Milan, incombe la minaccia del Faraone

Da ingombrante esubero al Milan, dopo la fallimentare esperienza al Monaco, a pezzo pregiato del mercato giallorosso. E ora El Shaarawy potrebbe diventare l’ago della bilancia nella corsa ad un posto in Champions League. Ma a fronte dell’astronomica cifra di 1.3 milioni di euro (quanto pagato dalla Roma per il prestito oneroso) non sarebbe stato tenerlo a Milanello?

MILANO - E se alla fine fosse proprio Stephan El Shaarawy a condannare il Milan ad un altro anno senza Champions? Dopo le ultime due giornate di campionato, il timore di un’eventualità del genere ha iniziato a materializzarsi come uno spettro inquietante agli occhi dei tifosi milanisti.
Ma come, proprio lui, il ragazzino da sempre innamorato di quei colori rossoneri; coccolato, vezzeggiato e adorato come un figlio a Milanello e a San Siro per 4 lunghissimi anni; scoperto e lanciato dal Milan nel calcio che conta fino ad arrivare in Nazionale; curato amorevolmente e pazientemente per due anni in seguito ad una sfilza impressionante di infortuni; proprio Stephan El Shaarawy dovrà essere il braccio armato della Roma in questo imprevedibile rush finale che deciderà quale squadra italiana sarà iscritta ai playoff di Champions League per la prossima stagione?
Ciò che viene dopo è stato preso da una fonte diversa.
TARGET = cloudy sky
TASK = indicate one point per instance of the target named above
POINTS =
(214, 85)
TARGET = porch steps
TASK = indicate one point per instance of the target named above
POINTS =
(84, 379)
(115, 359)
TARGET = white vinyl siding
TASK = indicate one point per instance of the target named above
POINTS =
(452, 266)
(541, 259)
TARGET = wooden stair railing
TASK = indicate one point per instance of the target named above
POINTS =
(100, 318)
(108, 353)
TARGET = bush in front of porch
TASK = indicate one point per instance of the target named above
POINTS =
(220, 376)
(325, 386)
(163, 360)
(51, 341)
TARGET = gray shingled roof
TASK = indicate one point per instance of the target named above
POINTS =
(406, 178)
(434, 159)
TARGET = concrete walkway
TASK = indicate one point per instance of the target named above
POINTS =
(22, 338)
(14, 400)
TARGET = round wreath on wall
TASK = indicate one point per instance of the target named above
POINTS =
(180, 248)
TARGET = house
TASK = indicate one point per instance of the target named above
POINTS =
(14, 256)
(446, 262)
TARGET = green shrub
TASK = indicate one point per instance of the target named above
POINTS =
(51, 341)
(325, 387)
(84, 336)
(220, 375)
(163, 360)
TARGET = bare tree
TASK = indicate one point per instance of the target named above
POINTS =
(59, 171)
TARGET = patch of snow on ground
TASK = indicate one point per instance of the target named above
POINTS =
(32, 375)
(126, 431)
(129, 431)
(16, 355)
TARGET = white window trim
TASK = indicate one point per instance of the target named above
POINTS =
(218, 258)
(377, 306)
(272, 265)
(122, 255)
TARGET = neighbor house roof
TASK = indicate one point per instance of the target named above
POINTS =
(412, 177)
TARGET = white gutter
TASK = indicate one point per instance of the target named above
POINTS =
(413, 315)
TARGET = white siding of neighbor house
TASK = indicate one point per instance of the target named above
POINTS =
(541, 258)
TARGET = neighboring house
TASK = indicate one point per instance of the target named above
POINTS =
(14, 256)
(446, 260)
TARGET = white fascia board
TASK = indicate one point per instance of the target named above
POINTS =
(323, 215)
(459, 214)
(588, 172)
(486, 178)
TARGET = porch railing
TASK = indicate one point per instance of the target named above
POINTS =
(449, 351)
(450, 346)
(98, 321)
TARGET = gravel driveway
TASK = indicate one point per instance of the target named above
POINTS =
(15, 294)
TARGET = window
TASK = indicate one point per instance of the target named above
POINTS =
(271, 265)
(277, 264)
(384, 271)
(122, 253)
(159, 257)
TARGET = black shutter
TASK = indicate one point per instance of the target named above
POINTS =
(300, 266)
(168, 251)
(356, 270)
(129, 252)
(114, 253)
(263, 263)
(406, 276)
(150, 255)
Elsha, inizio col botto alla Roma
Il rischio è concreto, supportato dai numeri e dalla qualità delle prestazioni dell’attaccante savonese in giallorosso: due gol nelle prime due uscite, un assist e almeno un paio di gol sciupati di un soffio nella faticosa vittoria contro la Sampdoria, così tanto per cominciare. Elementi sufficiente per iniziare a temere seriamente l’effetto-El Shaarawy nella corsa alla Champions League, ma stavolta a tutto a favore dei giallorossi di Spalletti.

Scaricato prima dal Monaco poi dal Milan
E dire che il Milan ha tentato in tutti i modi di scaricarlo dopo l’infausta esperienza al Monaco, dove il tecnico portoghese Jardim l’ha «sfruttato» per 24 partite, salvo poi comunicare a Galliani che la 25esima (quella che avrebbe sancito l’obbligo di riscatto) non gliel’avrebbe mai fatta giocare, per cui il ragazzo poteva anche tornare a casa.
Creando dal nulla un problema in più per l’amministratore delegato rossonero, già alle prese con l’imprevisto ritorno a casa di Luiz Adriano dalla Cina e dell’improvviso dietrofront del Leicester su Niang (per fortuna!) e costretto quindi a dover trovare una nuova sistemazione anche a Stephan El Shaarawy.

Alla Roma per 1,35 milioni di euro
La Roma si è fatta avanti con più di qualche indugio e, prima con l’ex tecnico Garcia, poi con l’attuale Spalletti, si è offerta di «accollarsi» l’ingaggio del ragazzo al prezzo esorbitante di 1,35 milioni di euro per il prestito oneroso, con un diritto di riscatto a giugno fissato a 13 milioni. Una cifra indecorosa, nemmeno sufficiente a pagare lo stipendio annuale di un panchinaro di lusso come Nocerino. Fatto sta che l’ex faraone rossonero alla fine si è trasferito all’ombra del Colosseo.

E intanto al Milan mancano gli esterni
Adesso però provate a pensare quanto sarebbe stato utile un calciatore come El Shaarawy a questo Milan completamente privo di qualità sulle fasce, e deturpato dagli infortuni di Bonaventura, Kucka e Niang.
Spifferi e sussurri da Milanello raccontano di una oggettiva impossibilità per l’ex n. 92 rossonero di restare a Milanello (chissà per quale sottaciuta ragione), ma negli occhi di tutti gli osservatori resta la sensazione di un’altra, l’ennesima, mossa improvvisa dell’amministratore delegato rossonero Adriano Galliani.